Creative pride: experts pick their winning ads

Top names in the industry share their pick of winning ads from 2020-21

June 25, 2021 03:14 pm | Updated June 26, 2021 10:10 am IST

Lyndon Louis, Executive Creative Director, Brandcare Mumbai

Some of the work done in 2020-21 was, in many ways, reflective of the period itself: edgy and unusual. This was work that respected the environment it inhabited. As a member of this year’s Health & Wellness Jury at One Show (, I had the privilege of meeting quite a few of such unexpected gems.

Lyndon Louis

Lyndon Louis

Take, for instance, the ‘Unfinished Votes’ project executed by gun safety organisation, Change the Ref. It saw the threads of technology, creativity and humanity coming together to create the fabric of a safer society - at an individual as well as collective level.
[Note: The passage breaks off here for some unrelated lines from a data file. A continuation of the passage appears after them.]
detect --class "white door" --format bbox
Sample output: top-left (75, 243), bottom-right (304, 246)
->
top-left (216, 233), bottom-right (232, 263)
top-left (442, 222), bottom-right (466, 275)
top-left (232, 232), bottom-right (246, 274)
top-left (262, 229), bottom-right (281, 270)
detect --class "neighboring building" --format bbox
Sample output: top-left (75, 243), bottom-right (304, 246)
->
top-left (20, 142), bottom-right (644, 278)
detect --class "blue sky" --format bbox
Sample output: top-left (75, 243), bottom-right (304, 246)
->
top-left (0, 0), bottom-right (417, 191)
Closer home, the ‘Artist’ film done by Savlon was a fresh piece. In a sea of sameness, where the currents were in the ‘wash your hands, wear a mask, maintain social distancing’ direction, it swam differently. What made these pieces distinctive in their own right was the way they intersected cause, concept and craft.

On Cannes Lions: The one piece of work that, for me, stands out is the Lifebuoy ‘H for Handwashing’ project by Lowe Lintas. It is simple, insightful and has the rare potential to be implemented at a grassroots level - which, especially in a country like India, is the acid test.

Raj Nair

Raj Nair

Raj Nair, CEO & Chief Creative Officer, Madison BMB

In terms of sheer memorability created by the oddest choice of celebrities, Cred (the Rahul Dravid creative, for instance) obviously stands out. The campaign has possibly one of the deepest budgets to rely on. This has allowed them to take well-known people and transform each one of those personalities, making them do the oddest of things. And it mostly seems to come together.


On Cannes Lions: A worthy contender according to me, which has already won a Bronze Lion In Creative Data Lions (as on June 23) is the Not Just A Cadbury Ad (Ogilvy) entry by Mondelez India. A good mix of creatives, backed by geo-located data, enables Cadbury to provide an advertising platform for local retailers - across geographies like Mumbai, Pune, Indore, Lucknow and Delhi - who have been affected by the pandemic. A great idea that deserves every award it gets.

Abhijit Avasthi

Abhijit Avasthi

Abhijit Avasthi, Founder, Sideways Consulting

For obvious reasons, a lot of the work done for brands last year contributed in their own way in tackling the pandemic and its fallouts. For me, the standout piece of work was Axis Bank’s ‘Reverse the Khata’ by Lowe Lintas. It had heart, it is rooted in the Indian ethos, and offers a practical solution to help the society at large.


On Cannes Lions: As has always been the case with international award shows, a lot of amazing work in India is so culturally-rooted that it gets lost in translation despite the best efforts of the Indian jurors. But that’s fine too. That’s the game it is.

Kainaz Karmarkar

Kainaz Karmarkar

Kainaz Karmakar, Chief Creative Officer, Ogilvy


My top picks are Dove’s Courage is Beautiful campaign, Body Form’s Womb Stories, and Burger King’s Moldy Whopper commercial. I choose these three because each one is a breakthrough idea and the execution has taken it to excellence. These are pieces that will forever be quoted in advertising agency corridors.

Hindustan Unilever, #AbWaqtHaiChamakneKa 


Hindustan Unilever’s latest campaign, #AbWaqtHaiChamakneKa, for Rin detergent celebrates the inspiring story of CA Bhavani Devi, India’s first female fencing champion to qualify for the Olympics (Tokyo 2021).

Hailing from Tamil Nadu, and belonging to a humble background, the ad (also out in Tamil) showcases how Devi had to overcome financial obstacles alongside societal stereotypes.

Prabha Narasimhan, Executive Director & VP – Home Care, Hindustan Unilever Ltd, on the campaign: 

How did the theme of women fighting the odds evolve at the drawing board?

The theme is not women centric. The campaign draws attention to real-life tales of courage of people who have created their own destiny. Today, more than ever, people are taking on regressive societal expectations and surprising us with their ambition. Our message is targeted at the youth. Not defined by social conditioning or pre-set norms, they are the quintessential fighters, donning multiple hats, with their eyes always on the prize. 

Is it necessary that brands have purpose — inclusivity, diversity?

People need to be assured that there is hope and positivity. Which makes the campaign relevant as it celebrates the resilience, determination and courage in us, traits that this pandemic has tested.